Sólo en eso inspiró el timonel DC a su hermano, porque no hubo caso con las visitas al estadio para convencerlo de “militar” en la U de Chile: el menor conservó la tradición del padre de ser de la UC. “La U fue mi primer acto de rebeldía”, dice el senador que quiso ser cura y le cantaba al benjamín de la familia canciones de Mazapán, programa en que fue leído un poema de Matías en una breve incursión artística.

Con un vodka tónica en mano -bromea Ignacio con una mineral con limón-, se reunieron en la tradicional Confitería Torres, para algo que, dicen, prácticamente no hacen: hablar de política. Tanto, que Matías supo del acuerdo DC-RN “la noche anterior, pero por otro diputado”.
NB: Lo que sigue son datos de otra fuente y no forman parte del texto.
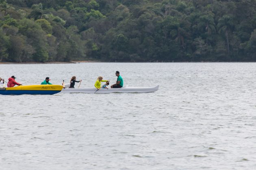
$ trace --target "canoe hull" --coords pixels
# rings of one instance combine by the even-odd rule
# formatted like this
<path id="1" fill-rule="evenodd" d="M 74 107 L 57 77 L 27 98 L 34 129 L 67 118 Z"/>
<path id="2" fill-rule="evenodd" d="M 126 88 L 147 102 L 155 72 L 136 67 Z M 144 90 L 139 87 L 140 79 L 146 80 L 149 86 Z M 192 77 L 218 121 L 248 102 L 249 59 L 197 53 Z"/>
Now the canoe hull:
<path id="1" fill-rule="evenodd" d="M 95 89 L 73 89 L 66 88 L 63 89 L 61 93 L 87 93 L 87 94 L 108 94 L 111 93 L 150 93 L 158 90 L 159 85 L 150 87 L 124 87 L 120 88 L 108 89 L 101 89 L 97 91 Z"/>
<path id="2" fill-rule="evenodd" d="M 30 85 L 14 87 L 0 88 L 0 94 L 20 95 L 22 94 L 54 94 L 59 93 L 63 87 L 59 85 Z"/>

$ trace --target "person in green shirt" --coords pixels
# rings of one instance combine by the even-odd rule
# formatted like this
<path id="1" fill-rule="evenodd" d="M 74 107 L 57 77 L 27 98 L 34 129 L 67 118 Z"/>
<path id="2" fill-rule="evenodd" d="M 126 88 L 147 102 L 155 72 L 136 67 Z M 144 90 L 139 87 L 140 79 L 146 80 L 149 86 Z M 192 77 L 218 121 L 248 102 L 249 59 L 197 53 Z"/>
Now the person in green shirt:
<path id="1" fill-rule="evenodd" d="M 120 75 L 120 73 L 118 71 L 115 72 L 115 75 L 117 76 L 117 80 L 115 84 L 111 86 L 111 88 L 121 88 L 124 86 L 124 80 Z"/>
<path id="2" fill-rule="evenodd" d="M 52 85 L 52 84 L 49 82 L 50 80 L 51 79 L 50 79 L 50 78 L 47 77 L 46 78 L 46 80 L 44 81 L 41 83 L 41 85 Z"/>

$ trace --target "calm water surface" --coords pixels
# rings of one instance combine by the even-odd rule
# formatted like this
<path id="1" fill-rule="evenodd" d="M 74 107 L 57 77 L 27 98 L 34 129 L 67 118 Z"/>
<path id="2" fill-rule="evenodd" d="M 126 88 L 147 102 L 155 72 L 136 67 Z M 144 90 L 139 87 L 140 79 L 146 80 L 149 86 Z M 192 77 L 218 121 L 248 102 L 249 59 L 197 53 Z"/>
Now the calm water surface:
<path id="1" fill-rule="evenodd" d="M 0 96 L 1 170 L 256 169 L 256 63 L 0 65 L 24 85 L 80 88 L 116 70 L 159 89 Z"/>

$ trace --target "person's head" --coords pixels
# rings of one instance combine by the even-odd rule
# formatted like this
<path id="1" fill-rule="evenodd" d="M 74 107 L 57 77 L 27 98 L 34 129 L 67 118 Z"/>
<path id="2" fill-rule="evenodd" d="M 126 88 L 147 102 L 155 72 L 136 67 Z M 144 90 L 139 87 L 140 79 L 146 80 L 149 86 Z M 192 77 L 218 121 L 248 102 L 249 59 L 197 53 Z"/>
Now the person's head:
<path id="1" fill-rule="evenodd" d="M 49 81 L 50 81 L 50 80 L 51 80 L 51 79 L 50 79 L 50 78 L 49 78 L 49 77 L 46 77 L 46 82 L 48 82 Z"/>
<path id="2" fill-rule="evenodd" d="M 117 76 L 119 76 L 120 73 L 118 71 L 117 71 L 115 72 L 115 75 Z"/>
<path id="3" fill-rule="evenodd" d="M 72 80 L 76 80 L 76 76 L 73 76 L 70 79 L 70 83 L 71 83 L 71 81 L 72 81 Z"/>

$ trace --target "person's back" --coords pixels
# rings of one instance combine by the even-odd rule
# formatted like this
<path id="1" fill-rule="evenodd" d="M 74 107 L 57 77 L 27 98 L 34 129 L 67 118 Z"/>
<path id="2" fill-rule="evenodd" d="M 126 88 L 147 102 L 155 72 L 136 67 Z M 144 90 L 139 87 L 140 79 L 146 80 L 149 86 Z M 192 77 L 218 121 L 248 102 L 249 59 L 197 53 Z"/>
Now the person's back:
<path id="1" fill-rule="evenodd" d="M 22 85 L 21 84 L 20 84 L 19 83 L 15 81 L 15 79 L 16 79 L 16 77 L 15 77 L 14 76 L 11 76 L 11 77 L 10 77 L 9 79 L 8 79 L 9 81 L 7 83 L 7 87 L 13 87 L 15 85 Z"/>
<path id="2" fill-rule="evenodd" d="M 4 80 L 3 79 L 2 79 L 0 78 L 0 88 L 3 87 L 5 87 L 5 85 L 4 84 Z"/>
<path id="3" fill-rule="evenodd" d="M 52 84 L 49 82 L 50 80 L 51 80 L 51 79 L 50 79 L 49 77 L 46 77 L 44 81 L 43 81 L 42 83 L 41 83 L 41 85 L 52 85 Z"/>
<path id="4" fill-rule="evenodd" d="M 123 80 L 123 78 L 120 75 L 118 76 L 117 78 L 117 81 L 120 81 L 120 85 L 123 87 L 124 86 L 124 80 Z"/>

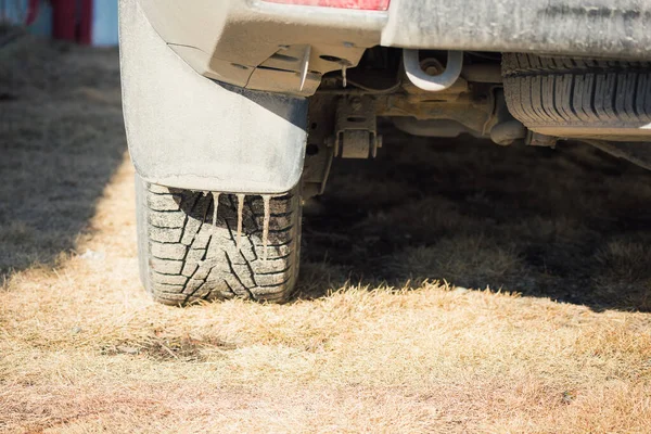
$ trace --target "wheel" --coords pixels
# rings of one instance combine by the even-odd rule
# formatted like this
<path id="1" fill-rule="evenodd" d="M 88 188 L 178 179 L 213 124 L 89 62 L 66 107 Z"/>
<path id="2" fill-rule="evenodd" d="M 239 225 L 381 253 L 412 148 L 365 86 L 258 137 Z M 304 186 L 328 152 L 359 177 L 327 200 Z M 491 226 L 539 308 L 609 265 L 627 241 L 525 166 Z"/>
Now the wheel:
<path id="1" fill-rule="evenodd" d="M 651 63 L 505 53 L 505 97 L 527 128 L 550 136 L 649 139 Z"/>
<path id="2" fill-rule="evenodd" d="M 136 189 L 140 277 L 155 301 L 187 305 L 242 297 L 281 303 L 291 296 L 301 246 L 297 189 L 269 200 L 266 247 L 261 196 L 169 189 L 138 176 Z"/>

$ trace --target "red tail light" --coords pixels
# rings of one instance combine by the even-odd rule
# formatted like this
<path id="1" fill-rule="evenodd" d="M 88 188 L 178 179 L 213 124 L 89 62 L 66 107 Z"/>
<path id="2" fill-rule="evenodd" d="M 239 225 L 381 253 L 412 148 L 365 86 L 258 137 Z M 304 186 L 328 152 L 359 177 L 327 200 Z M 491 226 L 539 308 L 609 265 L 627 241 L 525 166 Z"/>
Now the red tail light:
<path id="1" fill-rule="evenodd" d="M 391 0 L 264 0 L 268 3 L 299 4 L 304 7 L 324 7 L 359 9 L 365 11 L 386 11 Z"/>

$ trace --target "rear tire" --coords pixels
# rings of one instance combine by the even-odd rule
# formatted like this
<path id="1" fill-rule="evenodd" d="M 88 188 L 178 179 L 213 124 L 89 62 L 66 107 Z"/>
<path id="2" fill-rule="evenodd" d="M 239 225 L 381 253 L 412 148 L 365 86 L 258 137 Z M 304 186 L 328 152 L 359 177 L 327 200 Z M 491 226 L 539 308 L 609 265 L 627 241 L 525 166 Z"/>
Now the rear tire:
<path id="1" fill-rule="evenodd" d="M 267 258 L 264 202 L 244 200 L 238 248 L 238 196 L 219 195 L 217 225 L 210 193 L 170 189 L 136 177 L 140 277 L 156 302 L 248 298 L 281 303 L 294 290 L 301 246 L 297 189 L 270 200 Z"/>
<path id="2" fill-rule="evenodd" d="M 505 53 L 505 97 L 527 128 L 559 137 L 648 140 L 651 63 Z"/>

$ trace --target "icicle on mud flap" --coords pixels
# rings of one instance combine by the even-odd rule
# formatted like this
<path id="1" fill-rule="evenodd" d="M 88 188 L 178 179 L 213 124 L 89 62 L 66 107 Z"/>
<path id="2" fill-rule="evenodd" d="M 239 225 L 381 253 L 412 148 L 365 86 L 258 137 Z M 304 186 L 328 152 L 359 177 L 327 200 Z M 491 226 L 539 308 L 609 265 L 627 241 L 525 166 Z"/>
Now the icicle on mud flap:
<path id="1" fill-rule="evenodd" d="M 217 210 L 219 209 L 219 196 L 221 193 L 213 192 L 213 233 L 217 233 Z"/>
<path id="2" fill-rule="evenodd" d="M 208 193 L 213 195 L 213 231 L 217 232 L 217 214 L 219 210 L 219 197 L 221 196 L 220 192 L 208 192 L 204 191 L 203 195 L 207 196 Z M 238 250 L 241 248 L 242 245 L 242 226 L 244 220 L 244 200 L 246 199 L 245 194 L 237 194 L 238 197 L 238 232 L 235 235 L 235 246 Z M 268 257 L 268 245 L 269 245 L 269 222 L 271 220 L 271 199 L 272 194 L 260 194 L 263 199 L 263 207 L 264 207 L 264 220 L 263 220 L 263 260 L 267 260 Z"/>

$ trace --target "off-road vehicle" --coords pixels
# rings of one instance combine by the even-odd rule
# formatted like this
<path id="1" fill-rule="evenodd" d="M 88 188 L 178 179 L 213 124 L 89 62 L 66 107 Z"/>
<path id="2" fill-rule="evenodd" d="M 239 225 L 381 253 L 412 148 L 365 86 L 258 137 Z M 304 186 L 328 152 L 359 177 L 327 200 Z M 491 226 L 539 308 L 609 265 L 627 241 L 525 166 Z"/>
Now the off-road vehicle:
<path id="1" fill-rule="evenodd" d="M 282 302 L 303 201 L 378 119 L 648 167 L 642 0 L 122 0 L 141 277 L 167 304 Z"/>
Los hermanos conversando en nuestro clásico Torres de Alameda

-I: Sólo la DC puede recuperar esos sectores del centro político y de la clase media que votaron por Piñera el 2009. No recuerdo otra semana en que haya recibido tanto mensaje de texto, correo electrónico, gente que me para en la calle, del más variado espectro, incluidos independientes y de centroderecha, por esto que hicimos con RN. Una de las grandes lecciones de este acuerdo con RN es que la DC tiene que jugar ese rol articulador de la política.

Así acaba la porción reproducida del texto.